The immense inefficiency in the biomedical research system is the classic kind of big data problem that suits AI — which can not only crunch large, multifaceted calculations in real time, but be applied to read images to better understand results on cells and more — and that is one reason it’s been a popular field not just among AI startups, but investors, too. Just yesterday, Recursion — an AI-based drug discovery startup that has raised hundreds of millions of dollars in funding — announced its latest investment, a $50 injection from Nvidia that came with an important strategic partnership: Recursion would use Nvidia’s cloud platform to train its models on giant datasets.

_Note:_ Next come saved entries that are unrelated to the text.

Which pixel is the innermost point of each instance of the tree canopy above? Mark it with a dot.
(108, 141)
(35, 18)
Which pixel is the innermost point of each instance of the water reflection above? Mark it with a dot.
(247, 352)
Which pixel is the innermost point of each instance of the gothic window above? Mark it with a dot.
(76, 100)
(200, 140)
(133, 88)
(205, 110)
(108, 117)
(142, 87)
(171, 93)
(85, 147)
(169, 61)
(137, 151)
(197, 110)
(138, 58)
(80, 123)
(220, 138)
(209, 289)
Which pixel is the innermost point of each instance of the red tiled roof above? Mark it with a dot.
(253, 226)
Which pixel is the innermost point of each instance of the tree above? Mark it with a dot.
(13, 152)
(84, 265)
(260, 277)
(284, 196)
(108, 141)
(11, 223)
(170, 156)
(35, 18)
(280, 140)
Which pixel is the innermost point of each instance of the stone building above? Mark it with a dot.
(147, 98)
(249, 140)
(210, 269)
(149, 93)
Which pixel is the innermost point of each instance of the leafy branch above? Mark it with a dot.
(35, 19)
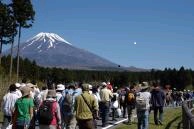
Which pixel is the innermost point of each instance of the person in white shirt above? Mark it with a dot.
(8, 104)
(143, 106)
(59, 90)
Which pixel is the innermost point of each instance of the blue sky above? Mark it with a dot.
(163, 30)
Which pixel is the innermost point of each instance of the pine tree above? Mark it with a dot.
(24, 14)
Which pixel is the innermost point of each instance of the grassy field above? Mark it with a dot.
(172, 120)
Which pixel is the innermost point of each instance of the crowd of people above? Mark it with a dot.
(81, 104)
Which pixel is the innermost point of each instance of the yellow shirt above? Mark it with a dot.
(105, 95)
(82, 110)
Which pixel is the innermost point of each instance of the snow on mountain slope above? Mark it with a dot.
(50, 50)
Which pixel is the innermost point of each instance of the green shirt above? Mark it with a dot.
(82, 110)
(23, 106)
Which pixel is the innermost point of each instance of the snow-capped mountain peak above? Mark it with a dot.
(52, 37)
(48, 39)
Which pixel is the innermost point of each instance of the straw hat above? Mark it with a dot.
(85, 87)
(60, 87)
(144, 86)
(25, 91)
(51, 94)
(30, 85)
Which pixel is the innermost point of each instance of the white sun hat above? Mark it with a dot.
(60, 87)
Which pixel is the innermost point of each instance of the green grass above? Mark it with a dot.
(172, 120)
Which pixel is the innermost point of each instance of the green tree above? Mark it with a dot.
(7, 26)
(24, 14)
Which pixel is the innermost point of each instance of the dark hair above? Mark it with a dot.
(33, 82)
(44, 88)
(156, 83)
(12, 87)
(24, 80)
(132, 87)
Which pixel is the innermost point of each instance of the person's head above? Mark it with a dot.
(25, 91)
(85, 87)
(12, 88)
(132, 87)
(104, 84)
(44, 88)
(71, 86)
(51, 94)
(156, 84)
(94, 89)
(60, 88)
(18, 85)
(31, 86)
(144, 86)
(24, 80)
(34, 82)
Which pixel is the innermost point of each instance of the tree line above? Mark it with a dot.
(14, 16)
(179, 79)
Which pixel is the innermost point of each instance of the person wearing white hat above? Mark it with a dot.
(8, 105)
(59, 90)
(18, 92)
(23, 109)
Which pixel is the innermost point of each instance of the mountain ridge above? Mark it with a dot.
(51, 50)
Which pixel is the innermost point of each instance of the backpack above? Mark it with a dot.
(67, 104)
(130, 97)
(46, 112)
(114, 98)
(141, 103)
(122, 99)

That deal underscores the immense amount of money that is being pumped into the AI drug discovery space — overall there have been billions put into startups in the field — but interestingly it also highlights something else.

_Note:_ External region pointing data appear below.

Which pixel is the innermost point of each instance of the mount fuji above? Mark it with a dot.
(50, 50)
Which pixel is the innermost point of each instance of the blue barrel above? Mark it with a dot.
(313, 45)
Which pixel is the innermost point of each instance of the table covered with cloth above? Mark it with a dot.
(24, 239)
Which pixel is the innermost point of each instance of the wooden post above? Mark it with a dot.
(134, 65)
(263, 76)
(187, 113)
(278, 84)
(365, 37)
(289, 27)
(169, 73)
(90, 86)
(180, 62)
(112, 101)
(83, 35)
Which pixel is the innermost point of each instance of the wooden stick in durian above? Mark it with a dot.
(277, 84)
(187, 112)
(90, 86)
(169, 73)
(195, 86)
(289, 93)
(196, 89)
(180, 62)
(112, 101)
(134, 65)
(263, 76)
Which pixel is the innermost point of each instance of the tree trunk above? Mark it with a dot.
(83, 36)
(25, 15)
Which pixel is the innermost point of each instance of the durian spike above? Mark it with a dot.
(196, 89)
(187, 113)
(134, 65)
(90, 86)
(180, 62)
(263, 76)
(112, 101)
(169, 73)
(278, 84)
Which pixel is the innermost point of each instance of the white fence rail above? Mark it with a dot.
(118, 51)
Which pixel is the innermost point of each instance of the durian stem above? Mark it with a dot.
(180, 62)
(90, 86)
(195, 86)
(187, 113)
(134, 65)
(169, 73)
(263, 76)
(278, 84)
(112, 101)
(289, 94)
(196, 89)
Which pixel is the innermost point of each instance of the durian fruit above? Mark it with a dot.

I asked Kiachopoulos if compute power was an issue for his startup as well, given that this is indeed one of the big themes among AI startups right now, biomedical or otherwise, and his answer was a surprising “no.”
“Only a very small fraction will go into compute resources,” he said. This was partly due to how Causaly was built, and partly because of its role in the ecosystem. “Six years ago, when we were starting the company, there were no large language models, so what we have built is not compute-power hungry. We were building natural language querying before Chat GPT, and so we didn’t need large language models now.”
He did say that it’s working on incorporating more of this into future products, but that this was not going to have a noticeable impact on its compute needs.
“With LLM it can get easier to query AIs. That is true and we are working on that. But you don’t need to train an LLM from scratch so we can take and fine tune what there is, and fine tuning is a lot less of a drain on compute resources.”
The other detail that this highlights is that Causaly itself is not in the business of drug discovery: It’s providing tools to others who are. This is also something that differentiates Causaly from other startups in the field.
“Our solution helps biomedical teams, but we are not developing our own therapeutics,” he said. “We are a SaaS-based platform, training our scientists to get the most out of our AI. We have very strong partnerships and not competing, nor do we have plans to.”
With this round Caroline Xie, a general partner at ICONIQ Growth, is joining the startup’s board.
“The sciences are at a turning point driven by the adoption of AI, and we believe Causaly is a leader in delivering this power to scientists in a highly trusted and verifiable manner,” she said in a statement. “Causaly stands out to us as a uniquely powerful and user-oriented platform applying AI to drive significant productivity gains and commercial impact for many major pharmaceutical companies today. We are thrilled to support the entire Causaly team in their mission to revolutionize the way scientists find, visualize, and collaborate on scientific evidence across pharma, life sciences, and beyond.”
“Causaly gives scientists the power to solve the world’s biggest challenges like never before. It is one of the clearest real-life applications of AI today,” added Carlos Gonzalez-Cadenas, a partner at Index Ventures. “Already rolled out by some of the world’s largest pharmaceutical companies, Causaly is actively accelerating biomedical research now. We’ve been truly impressed with the level of adoption by leading research organizations, who continue to rapidly expand spend on Causaly, underlying the impact the technology is already having on R&D.”
Updated to correct the total amount raised to date and the time reduction (from six to “several” years).